1

Why is my database growing? It’s killing my calc times!

There are times when planning and forecasting databases grow for apparently no reason at all. The static data (YTD actuals) that is loaded hasn’t changed and the users say they aren’t doing anything different.

If you load budgets or forecasts to Essbase, you probably do what I’m about to tell you. If you are a systems administrator and have never seen how finance does a budget or forecast, this might be an education.

The culprit?  More data!

Budgets and forecasts are not always completed at the bottom of the hierarchy and rolled up. I don’t mean technically, as you might be thinking, Yes they do, they load to level 0 members and it gets consolidated up the outline. When it comes to budgets and forecasts, they are largely done in a top down approach. What this means is that finance is given a goal, or number, they have to hit, and they have to PUSH it down to lower business groups. The way a financial analyst creates a top-down budget, many times, is to allocate a value based on a metric, like headcount or sales.

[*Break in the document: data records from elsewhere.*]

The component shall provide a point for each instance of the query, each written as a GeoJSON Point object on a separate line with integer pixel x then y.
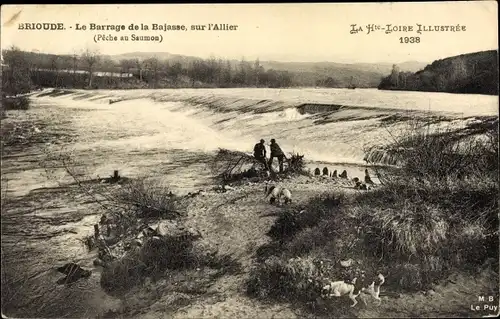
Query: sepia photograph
{"type": "Point", "coordinates": [291, 160]}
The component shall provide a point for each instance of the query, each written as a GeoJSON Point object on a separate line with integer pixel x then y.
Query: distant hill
{"type": "Point", "coordinates": [302, 73]}
{"type": "Point", "coordinates": [466, 73]}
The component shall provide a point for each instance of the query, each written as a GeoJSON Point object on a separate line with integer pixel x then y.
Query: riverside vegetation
{"type": "Point", "coordinates": [431, 220]}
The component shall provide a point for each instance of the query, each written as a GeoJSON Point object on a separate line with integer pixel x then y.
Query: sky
{"type": "Point", "coordinates": [283, 32]}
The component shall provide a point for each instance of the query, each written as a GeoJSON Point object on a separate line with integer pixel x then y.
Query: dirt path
{"type": "Point", "coordinates": [236, 223]}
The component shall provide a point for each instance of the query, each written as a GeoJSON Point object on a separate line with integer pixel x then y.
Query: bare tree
{"type": "Point", "coordinates": [138, 64]}
{"type": "Point", "coordinates": [152, 65]}
{"type": "Point", "coordinates": [55, 62]}
{"type": "Point", "coordinates": [90, 58]}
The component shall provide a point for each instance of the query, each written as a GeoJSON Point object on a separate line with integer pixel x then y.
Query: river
{"type": "Point", "coordinates": [170, 135]}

Assume a budget for desktop support services is required. Let’s say management has mandated that the expense doesn’t grow from last year. Since this cost is to support the people in the business, the expense is divided by the expected headcount and allocated evenly. If a business unit has 20% of the people, that unit will get 20% of the expense. Since the expense to be allocated isn’t going to change, but the headcount will, the following will be the result:

Because the analyst doesn’t want to worry about missing any changes to the headcount forecast, he or she will create a data retrieve with headcount for every cost center, whether it has headcount or not. A lock and send sheet now takes the percentage of headcount each cost center has and multiplies that factor by the total expense. As headcount gets re-forecasted, this expense has to be reallocated. With this methodology, all the user has to do is retrieve the sheet with all the headcount forecast. The math does the allocation and the result is sent back to the database.

Easy, right?

This makes a ton of sense for an accurate forecast or budget with minimal effort. Not so fast, as this has two major flaws.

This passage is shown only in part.